Where have you had trouble? Perhaps you were expecting behavior other than what it does:

> table = { 1,2,4,8,16 }
> print( #table )
5
> _

The count() function also still works, but shouldn't generally be used because it literally counts the number of elements in the sequence iteratively, which is slow vs. the # operator which relies on the Lua interpreter's knowledge of the highest index in the sequence.


Sorry to dredge up an old post. @Felice (or whomever reads this), is there any results difference in # and count() outside of speed of operation ?
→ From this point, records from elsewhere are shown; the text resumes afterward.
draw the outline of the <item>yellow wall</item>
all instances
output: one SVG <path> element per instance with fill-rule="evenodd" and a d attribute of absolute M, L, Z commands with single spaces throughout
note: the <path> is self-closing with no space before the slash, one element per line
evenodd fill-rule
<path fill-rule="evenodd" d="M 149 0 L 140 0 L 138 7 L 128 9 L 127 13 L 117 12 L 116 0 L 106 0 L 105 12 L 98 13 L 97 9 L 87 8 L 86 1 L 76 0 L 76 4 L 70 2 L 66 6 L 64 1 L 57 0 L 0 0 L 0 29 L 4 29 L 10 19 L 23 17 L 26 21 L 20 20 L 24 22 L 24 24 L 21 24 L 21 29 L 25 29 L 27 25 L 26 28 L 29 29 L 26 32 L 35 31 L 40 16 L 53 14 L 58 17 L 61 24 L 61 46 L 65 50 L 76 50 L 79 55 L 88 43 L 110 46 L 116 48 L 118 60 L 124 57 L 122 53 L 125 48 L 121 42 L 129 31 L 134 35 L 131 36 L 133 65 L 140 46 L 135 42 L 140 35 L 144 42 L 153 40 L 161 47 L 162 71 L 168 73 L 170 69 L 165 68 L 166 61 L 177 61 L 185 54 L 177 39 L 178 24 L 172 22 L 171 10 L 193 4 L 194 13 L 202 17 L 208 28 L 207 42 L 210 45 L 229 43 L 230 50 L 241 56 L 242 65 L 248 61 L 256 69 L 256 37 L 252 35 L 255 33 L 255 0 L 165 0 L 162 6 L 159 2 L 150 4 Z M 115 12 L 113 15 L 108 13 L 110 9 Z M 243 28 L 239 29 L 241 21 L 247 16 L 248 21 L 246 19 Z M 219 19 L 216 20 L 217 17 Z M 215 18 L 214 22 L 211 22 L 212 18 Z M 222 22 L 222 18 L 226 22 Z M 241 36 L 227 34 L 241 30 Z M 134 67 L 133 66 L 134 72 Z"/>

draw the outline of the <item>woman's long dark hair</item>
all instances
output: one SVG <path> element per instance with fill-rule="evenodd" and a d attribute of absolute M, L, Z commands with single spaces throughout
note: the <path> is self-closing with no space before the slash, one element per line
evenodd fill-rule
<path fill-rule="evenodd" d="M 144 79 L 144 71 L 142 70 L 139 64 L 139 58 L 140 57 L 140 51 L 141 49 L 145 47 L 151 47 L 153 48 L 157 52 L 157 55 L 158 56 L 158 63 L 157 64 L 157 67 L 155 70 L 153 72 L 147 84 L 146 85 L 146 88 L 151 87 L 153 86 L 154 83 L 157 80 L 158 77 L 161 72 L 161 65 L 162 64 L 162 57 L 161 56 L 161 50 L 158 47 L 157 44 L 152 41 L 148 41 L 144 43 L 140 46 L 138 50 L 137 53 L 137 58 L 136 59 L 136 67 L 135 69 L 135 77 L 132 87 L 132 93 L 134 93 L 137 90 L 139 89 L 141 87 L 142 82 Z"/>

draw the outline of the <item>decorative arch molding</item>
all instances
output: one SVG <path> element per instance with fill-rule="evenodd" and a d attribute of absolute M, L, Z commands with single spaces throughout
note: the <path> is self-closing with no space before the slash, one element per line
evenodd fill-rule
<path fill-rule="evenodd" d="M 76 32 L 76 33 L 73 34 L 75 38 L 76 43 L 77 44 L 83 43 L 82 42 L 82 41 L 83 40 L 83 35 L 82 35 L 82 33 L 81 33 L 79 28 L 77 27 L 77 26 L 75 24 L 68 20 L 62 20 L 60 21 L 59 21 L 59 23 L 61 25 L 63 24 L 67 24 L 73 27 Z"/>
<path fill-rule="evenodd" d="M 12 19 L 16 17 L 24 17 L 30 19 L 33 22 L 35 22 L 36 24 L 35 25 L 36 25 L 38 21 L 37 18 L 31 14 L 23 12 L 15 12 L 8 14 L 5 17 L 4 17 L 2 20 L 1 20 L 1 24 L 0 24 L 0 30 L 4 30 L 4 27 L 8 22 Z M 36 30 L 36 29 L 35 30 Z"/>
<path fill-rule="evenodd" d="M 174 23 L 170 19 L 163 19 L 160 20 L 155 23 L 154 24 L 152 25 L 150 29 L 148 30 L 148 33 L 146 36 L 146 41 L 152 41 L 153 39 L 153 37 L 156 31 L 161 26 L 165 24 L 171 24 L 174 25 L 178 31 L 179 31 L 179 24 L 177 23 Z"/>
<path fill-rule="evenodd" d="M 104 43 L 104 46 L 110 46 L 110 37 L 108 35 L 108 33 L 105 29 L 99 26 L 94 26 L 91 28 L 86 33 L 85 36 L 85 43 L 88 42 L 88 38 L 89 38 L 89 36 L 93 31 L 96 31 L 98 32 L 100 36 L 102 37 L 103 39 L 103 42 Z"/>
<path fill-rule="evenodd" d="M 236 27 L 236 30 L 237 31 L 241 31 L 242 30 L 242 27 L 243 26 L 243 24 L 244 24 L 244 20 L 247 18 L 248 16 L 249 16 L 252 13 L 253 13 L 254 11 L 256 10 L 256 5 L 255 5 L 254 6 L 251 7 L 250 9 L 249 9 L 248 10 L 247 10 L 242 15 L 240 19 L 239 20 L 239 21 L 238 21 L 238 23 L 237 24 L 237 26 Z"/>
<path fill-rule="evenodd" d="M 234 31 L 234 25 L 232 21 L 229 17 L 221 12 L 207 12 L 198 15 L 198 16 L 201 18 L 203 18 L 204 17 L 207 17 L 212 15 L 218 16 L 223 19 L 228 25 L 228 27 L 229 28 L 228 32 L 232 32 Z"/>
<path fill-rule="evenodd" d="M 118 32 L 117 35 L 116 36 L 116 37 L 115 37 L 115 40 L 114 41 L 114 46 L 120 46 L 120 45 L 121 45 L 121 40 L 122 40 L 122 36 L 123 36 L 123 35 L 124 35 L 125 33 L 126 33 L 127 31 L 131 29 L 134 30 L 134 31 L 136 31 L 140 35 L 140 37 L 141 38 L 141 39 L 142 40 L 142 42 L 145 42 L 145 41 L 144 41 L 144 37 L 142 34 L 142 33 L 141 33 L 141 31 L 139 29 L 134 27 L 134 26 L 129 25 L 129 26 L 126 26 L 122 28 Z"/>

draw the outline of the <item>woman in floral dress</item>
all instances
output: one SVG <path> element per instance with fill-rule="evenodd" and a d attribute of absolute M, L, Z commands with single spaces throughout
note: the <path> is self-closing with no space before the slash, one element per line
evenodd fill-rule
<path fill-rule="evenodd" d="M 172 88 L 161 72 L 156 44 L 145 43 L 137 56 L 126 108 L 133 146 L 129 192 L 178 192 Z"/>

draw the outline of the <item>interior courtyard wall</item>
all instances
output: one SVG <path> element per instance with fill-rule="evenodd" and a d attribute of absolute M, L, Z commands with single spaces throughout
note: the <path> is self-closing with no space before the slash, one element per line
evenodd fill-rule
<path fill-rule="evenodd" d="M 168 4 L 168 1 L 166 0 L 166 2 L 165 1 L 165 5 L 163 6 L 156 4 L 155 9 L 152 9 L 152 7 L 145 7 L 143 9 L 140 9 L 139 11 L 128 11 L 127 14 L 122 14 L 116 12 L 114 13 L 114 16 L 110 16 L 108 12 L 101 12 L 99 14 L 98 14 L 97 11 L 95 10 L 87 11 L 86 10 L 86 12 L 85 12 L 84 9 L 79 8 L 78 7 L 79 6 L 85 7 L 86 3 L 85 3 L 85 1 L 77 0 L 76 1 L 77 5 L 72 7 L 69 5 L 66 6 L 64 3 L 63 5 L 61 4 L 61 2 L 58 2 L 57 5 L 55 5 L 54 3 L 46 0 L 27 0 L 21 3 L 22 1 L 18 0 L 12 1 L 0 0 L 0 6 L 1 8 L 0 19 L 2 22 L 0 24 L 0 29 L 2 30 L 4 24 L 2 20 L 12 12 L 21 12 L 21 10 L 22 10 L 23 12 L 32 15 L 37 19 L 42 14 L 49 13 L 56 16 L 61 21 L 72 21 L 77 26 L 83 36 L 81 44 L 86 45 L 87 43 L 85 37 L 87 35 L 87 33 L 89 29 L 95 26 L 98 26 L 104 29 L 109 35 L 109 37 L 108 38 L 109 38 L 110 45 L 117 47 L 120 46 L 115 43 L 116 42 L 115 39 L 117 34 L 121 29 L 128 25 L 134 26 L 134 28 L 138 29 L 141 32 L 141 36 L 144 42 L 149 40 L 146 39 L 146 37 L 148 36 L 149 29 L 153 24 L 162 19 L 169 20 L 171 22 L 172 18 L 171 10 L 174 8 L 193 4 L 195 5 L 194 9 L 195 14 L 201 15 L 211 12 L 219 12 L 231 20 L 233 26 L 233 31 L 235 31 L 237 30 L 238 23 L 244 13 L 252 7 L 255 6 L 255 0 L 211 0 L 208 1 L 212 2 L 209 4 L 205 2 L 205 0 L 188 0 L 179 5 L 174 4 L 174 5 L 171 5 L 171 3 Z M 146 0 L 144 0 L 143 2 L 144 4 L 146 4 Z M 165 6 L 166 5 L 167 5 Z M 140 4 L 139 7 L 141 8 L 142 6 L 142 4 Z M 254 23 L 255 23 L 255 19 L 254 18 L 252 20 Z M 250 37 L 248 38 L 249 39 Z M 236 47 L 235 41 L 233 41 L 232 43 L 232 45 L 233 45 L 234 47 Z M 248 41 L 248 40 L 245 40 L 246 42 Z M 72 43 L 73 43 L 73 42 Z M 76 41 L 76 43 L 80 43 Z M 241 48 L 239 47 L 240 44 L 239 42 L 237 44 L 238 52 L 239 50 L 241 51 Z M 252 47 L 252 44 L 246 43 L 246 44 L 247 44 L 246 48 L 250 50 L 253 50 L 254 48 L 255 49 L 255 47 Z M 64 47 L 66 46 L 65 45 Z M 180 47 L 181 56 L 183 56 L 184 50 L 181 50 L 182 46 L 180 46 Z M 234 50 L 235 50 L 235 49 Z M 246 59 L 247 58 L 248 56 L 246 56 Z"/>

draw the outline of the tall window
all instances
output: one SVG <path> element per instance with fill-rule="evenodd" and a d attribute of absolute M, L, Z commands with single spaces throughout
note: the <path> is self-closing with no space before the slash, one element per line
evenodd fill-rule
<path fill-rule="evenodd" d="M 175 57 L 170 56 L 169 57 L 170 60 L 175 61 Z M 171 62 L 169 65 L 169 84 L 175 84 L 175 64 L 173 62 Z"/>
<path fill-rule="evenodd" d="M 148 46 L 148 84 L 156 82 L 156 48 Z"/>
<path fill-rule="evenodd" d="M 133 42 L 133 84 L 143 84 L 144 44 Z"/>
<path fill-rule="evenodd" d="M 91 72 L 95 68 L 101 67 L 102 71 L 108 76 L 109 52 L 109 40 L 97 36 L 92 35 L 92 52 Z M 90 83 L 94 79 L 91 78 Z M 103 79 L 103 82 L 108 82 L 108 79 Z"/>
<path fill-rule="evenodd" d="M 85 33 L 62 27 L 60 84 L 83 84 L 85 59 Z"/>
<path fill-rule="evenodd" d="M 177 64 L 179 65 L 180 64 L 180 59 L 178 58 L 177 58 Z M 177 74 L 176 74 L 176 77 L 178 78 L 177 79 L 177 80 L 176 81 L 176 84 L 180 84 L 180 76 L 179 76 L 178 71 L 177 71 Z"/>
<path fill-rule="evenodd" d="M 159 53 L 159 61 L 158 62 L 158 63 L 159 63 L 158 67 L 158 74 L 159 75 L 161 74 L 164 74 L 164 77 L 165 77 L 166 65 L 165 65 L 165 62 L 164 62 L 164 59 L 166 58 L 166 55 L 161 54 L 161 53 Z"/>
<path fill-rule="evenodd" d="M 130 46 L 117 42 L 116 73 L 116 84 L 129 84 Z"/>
If so, could someone please post the difference between the two via code ? I'm always interested in learning new code.


@dw817

I've just done some testing with the currently-released version, and as far as I can tell, count() no longer iterates over the sequence portion of the table to see how many elements are there contiguously from index 1 onwards, which is what it used to do. It seems that now it just returns the same value that the # operator does, probably for the sake of performance gains on the host processor.

This is probably for the best, though at this point it might as well be deprecated, just like the bitwise functions that now have faster operator versions (e.g. lshr() deprecated for >>>).


Addendum: I see, the focus of count() is no longer that of finding out how long the table is, but rather of finding out how many times a specified value is in a table. If the value isn't specified, the result is #table.

Technically, this is how count is supposed to be used now, I think:

> t = {1,nil,2,nil,3,nil,4,nil,5}
> ?count(t)
9
> ?count(t, nil)
4
> ?count(t, 5)
1

Interesting. I kinda think this change should have been brought to our attention a little more overtly. It's rather useful.